Seven candidates have qualified for the December 19th Democratic debate: Biden, Buttigieg, Klobuchar, Sanders, Steyer, Warren and Yang.  Tom Steyer, and Michael Bloomberg who hasn’t qualified for the debate, are billionaires; they have progressive policies on many issues but not on fundamental reform of corporations.  Biden, Buttigieg, and Klobuchar are self-identified “moderates;” none of them advocate elemental reform of corporations.  (Nor does Andrew Yang, although he leans in that direction.)

Both Bernie Sanders and Elizabeth Warren have a lot to say about corporate reform.  Senator Sanders has a long record speaking against giant corporations and monopolies.  “Corporate America doesn’t give one damn about workers.”  He favors measures to increase corporate accountability, to shift the wealth of the economy back into the hands of the workers who create it.  For example, he would, “Give workers an ownership stake in the companies they work for.”  If he became President, there’s no doubt that Bernie Sanders would work for drastic reform of corporations.

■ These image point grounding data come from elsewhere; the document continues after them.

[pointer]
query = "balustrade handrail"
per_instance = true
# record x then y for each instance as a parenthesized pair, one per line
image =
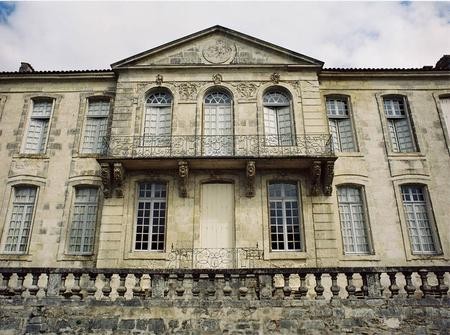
(186, 146)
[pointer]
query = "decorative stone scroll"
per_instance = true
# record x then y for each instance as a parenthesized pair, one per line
(250, 173)
(183, 174)
(316, 171)
(118, 175)
(328, 175)
(105, 173)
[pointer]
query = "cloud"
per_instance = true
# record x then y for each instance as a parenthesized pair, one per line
(92, 35)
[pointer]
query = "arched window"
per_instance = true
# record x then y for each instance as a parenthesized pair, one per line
(158, 119)
(278, 125)
(217, 124)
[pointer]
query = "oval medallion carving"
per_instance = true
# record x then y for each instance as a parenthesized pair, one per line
(219, 51)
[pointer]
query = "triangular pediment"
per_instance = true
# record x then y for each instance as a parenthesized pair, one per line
(217, 46)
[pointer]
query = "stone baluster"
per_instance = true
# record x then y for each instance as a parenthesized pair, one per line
(302, 289)
(227, 290)
(441, 288)
(179, 290)
(62, 288)
(5, 290)
(319, 289)
(409, 287)
(19, 289)
(91, 289)
(350, 288)
(106, 289)
(195, 285)
(243, 289)
(211, 288)
(393, 287)
(425, 287)
(335, 288)
(286, 288)
(138, 292)
(122, 289)
(76, 288)
(34, 288)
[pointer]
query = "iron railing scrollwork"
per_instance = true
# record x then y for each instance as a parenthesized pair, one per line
(258, 146)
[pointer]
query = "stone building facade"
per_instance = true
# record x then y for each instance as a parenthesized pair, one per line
(222, 150)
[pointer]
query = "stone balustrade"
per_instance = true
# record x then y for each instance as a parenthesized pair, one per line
(221, 284)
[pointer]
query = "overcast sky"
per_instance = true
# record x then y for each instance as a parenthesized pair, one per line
(92, 35)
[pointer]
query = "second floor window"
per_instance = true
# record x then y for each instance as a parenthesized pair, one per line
(158, 119)
(84, 219)
(151, 217)
(353, 220)
(38, 126)
(96, 128)
(400, 131)
(21, 219)
(340, 124)
(284, 217)
(278, 123)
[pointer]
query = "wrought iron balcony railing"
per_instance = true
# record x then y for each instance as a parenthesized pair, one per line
(186, 146)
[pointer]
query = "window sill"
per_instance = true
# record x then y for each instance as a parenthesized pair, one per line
(281, 255)
(356, 258)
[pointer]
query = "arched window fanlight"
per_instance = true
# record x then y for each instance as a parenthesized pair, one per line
(217, 97)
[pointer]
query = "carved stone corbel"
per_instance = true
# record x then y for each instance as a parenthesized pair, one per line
(105, 173)
(118, 176)
(328, 175)
(250, 173)
(183, 174)
(316, 172)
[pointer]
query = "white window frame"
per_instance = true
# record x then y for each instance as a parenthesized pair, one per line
(10, 231)
(155, 105)
(44, 121)
(337, 119)
(349, 228)
(272, 108)
(427, 216)
(393, 123)
(151, 201)
(85, 228)
(99, 120)
(298, 237)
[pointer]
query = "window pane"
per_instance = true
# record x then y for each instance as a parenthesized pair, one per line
(84, 218)
(417, 219)
(352, 217)
(151, 217)
(284, 217)
(21, 219)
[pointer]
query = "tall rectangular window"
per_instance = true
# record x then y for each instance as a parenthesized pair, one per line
(84, 218)
(96, 127)
(400, 131)
(353, 220)
(21, 219)
(151, 217)
(285, 226)
(38, 126)
(340, 124)
(418, 219)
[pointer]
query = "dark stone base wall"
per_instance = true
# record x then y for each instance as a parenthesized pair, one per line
(137, 317)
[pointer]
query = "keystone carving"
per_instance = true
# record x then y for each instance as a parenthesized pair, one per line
(316, 171)
(159, 79)
(183, 174)
(217, 78)
(275, 77)
(328, 175)
(250, 173)
(105, 173)
(118, 176)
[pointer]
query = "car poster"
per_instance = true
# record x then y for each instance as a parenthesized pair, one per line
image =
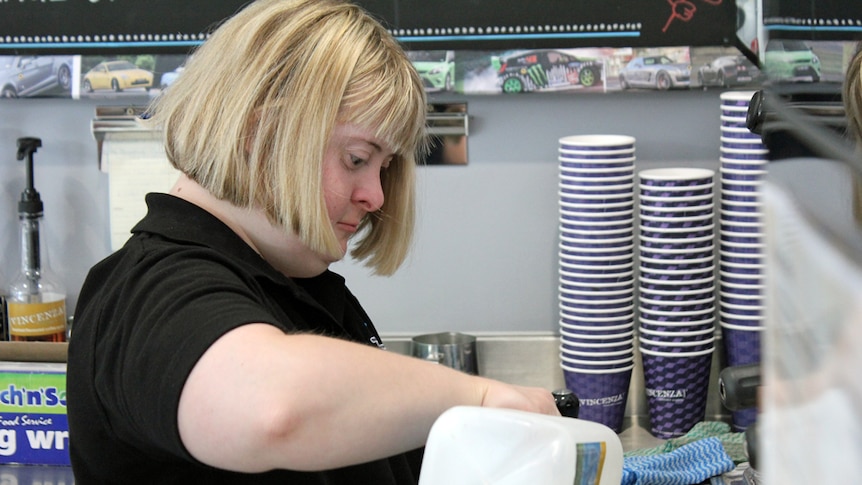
(508, 72)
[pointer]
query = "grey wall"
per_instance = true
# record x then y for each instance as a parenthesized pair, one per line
(485, 253)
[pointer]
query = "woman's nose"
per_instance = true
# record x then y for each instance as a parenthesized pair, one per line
(369, 193)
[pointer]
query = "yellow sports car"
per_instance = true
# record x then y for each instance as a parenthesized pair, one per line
(117, 75)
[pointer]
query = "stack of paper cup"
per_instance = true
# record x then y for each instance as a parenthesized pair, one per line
(744, 160)
(596, 288)
(677, 295)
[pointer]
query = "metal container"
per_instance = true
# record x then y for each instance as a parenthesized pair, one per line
(452, 349)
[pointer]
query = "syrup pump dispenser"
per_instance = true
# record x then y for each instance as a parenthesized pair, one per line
(36, 305)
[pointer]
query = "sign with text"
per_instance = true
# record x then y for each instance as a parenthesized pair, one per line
(34, 429)
(176, 27)
(813, 20)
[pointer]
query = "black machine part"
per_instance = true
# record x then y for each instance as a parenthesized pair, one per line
(737, 386)
(567, 403)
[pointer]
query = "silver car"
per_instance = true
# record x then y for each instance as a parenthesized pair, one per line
(22, 76)
(655, 72)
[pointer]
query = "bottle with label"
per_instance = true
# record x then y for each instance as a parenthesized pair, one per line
(35, 301)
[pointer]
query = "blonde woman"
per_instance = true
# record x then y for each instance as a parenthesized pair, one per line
(216, 346)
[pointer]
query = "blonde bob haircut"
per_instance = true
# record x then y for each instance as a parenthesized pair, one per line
(251, 114)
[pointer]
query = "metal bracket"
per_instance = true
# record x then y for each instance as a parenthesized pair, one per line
(115, 120)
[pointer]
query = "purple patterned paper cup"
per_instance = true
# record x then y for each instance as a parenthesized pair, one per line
(676, 176)
(598, 353)
(742, 310)
(692, 265)
(595, 180)
(684, 211)
(596, 142)
(676, 387)
(736, 97)
(677, 343)
(691, 201)
(588, 331)
(669, 317)
(597, 153)
(742, 345)
(733, 122)
(733, 216)
(649, 327)
(592, 340)
(732, 320)
(602, 397)
(576, 190)
(580, 312)
(671, 298)
(676, 234)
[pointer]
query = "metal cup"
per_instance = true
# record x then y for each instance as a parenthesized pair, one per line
(452, 349)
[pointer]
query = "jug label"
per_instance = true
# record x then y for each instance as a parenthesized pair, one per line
(37, 319)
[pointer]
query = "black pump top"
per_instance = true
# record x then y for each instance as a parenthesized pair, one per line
(30, 204)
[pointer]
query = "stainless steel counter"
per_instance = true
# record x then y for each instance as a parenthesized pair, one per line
(532, 359)
(529, 359)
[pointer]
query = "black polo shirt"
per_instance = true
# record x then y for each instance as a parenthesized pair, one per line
(144, 317)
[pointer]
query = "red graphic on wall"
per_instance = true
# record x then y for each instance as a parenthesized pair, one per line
(684, 10)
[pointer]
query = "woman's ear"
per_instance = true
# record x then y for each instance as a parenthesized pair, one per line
(251, 130)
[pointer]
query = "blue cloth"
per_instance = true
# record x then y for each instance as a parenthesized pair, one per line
(689, 464)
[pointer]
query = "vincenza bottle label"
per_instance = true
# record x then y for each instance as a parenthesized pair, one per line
(36, 319)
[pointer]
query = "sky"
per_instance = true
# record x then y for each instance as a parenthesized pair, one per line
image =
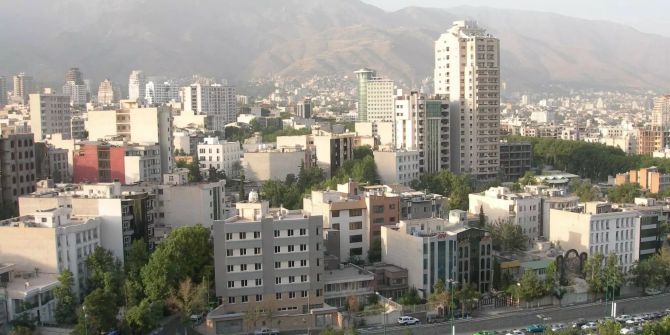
(649, 16)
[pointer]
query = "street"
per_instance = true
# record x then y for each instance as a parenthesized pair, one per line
(525, 317)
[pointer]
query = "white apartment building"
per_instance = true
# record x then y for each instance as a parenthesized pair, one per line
(218, 102)
(106, 93)
(422, 124)
(50, 114)
(397, 166)
(137, 85)
(345, 222)
(467, 69)
(138, 125)
(269, 260)
(499, 204)
(598, 228)
(52, 241)
(218, 154)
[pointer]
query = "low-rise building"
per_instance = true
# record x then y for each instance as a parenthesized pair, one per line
(271, 261)
(433, 249)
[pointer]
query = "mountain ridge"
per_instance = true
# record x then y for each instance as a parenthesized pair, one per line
(240, 40)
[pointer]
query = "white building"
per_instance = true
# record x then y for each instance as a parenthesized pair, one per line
(52, 241)
(217, 103)
(221, 155)
(50, 114)
(137, 85)
(467, 69)
(598, 228)
(397, 166)
(500, 204)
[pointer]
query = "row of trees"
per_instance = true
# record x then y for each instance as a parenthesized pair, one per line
(290, 192)
(176, 276)
(589, 160)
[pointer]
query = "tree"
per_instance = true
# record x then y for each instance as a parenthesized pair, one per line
(67, 307)
(507, 236)
(375, 251)
(625, 193)
(143, 318)
(186, 253)
(97, 314)
(609, 327)
(188, 299)
(593, 273)
(105, 273)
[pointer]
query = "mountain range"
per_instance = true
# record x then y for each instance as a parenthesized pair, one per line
(243, 39)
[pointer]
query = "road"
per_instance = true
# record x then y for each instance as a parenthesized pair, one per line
(525, 317)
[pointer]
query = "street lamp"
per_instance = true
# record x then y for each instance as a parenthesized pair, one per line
(452, 283)
(383, 311)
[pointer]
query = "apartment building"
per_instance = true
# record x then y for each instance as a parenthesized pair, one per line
(467, 70)
(50, 114)
(64, 241)
(432, 249)
(269, 260)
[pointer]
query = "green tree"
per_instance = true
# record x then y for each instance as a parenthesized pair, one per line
(609, 327)
(507, 236)
(188, 299)
(375, 251)
(97, 314)
(143, 317)
(186, 253)
(593, 273)
(625, 193)
(67, 306)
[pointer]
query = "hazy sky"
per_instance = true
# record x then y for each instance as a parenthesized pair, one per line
(645, 15)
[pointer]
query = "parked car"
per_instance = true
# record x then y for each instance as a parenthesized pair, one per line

Nonetheless, the most expansive corporate-reform proposals has been developed by Elizabeth Warren. “We need courage to take on corporate monopoly giants… big, structural change.”  Senator Warren has a lot to say about the problem of unfettered capitalism.  In her position paper, “Empowering Workers through Accountable Capitalism” ( Warren has four key proposals:

“1. Require very large American corporations to obtain a federal charter as a “United States corporation,” which obligates company directors to consider the interests of all corporate stakeholders, not just shareholders.  2. Empower workers at big American corporations to elect no less than 40% of the company’s board member. 3. Remove bad financial incentives by restricting directors and senior executives at big corporations from selling company shares.  And, 4. Ensure corporate political spending reflects the interests of workers: Big American corporations must receive the approval of at least 75% of their shareholders and 75% of their directors before engaging in any political expenditures.”

Capitalism has failed.  We’re entering the end times for giant corporations.  Nonetheless, in 2020, Donald Trump will run as the champion of corporate interests (monopolies, bailouts, corporate welfare, and “pay to play” political influence).

It’s essential to both defeat Trump and to elect a Democratic president who will advocate significant corporate reform.